626 – Statistical Inference for Economic Time Series
Fast Estimation of Time Series with Multiple Long-Range Persistencies
Tucker Sprague McElroy
U.S. Census Bureau
Scott H. Holan
University of Missouri
Gegenbauer processes allow for flexible and convenient modeling of time series data with multiple spectral peaks, where the qualitative description of these peaks is via the concept of cyclical long-range dependence. The Gegenbauer class is extensive, including ARFIMA, seasonal ARFIMA, and GARMA processes as special cases. Model estimation is challenging for Gegenbauer processes when multiple zeroes and poles occur in the spectral density, because the autocovariance function is laborious to compute.

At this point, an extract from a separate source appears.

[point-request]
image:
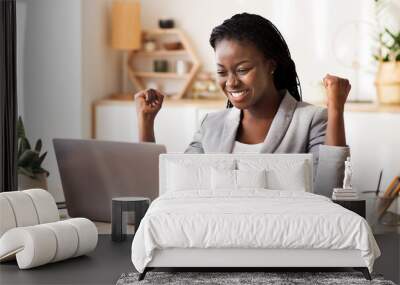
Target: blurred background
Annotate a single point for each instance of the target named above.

The method of splitting -- essentially computing autocovariances by convolving long memory and short memory dynamics -- is only tractable when a single long memory pole exists. The main contribution of this paper is to propose an additive decomposition of the spectrum into a sum of spectra that each have a single singularity, so that an efficient splitting method can be applied to each term and then aggregated. This approach differs from McElroy and Holan (2012), which handles all poles in the spectral density at once through a careful analysis of truncation error. This paper's technique allows for fast estimation of time series with multiple long-range dependencies, which we illustrate numerically and through several case-studies.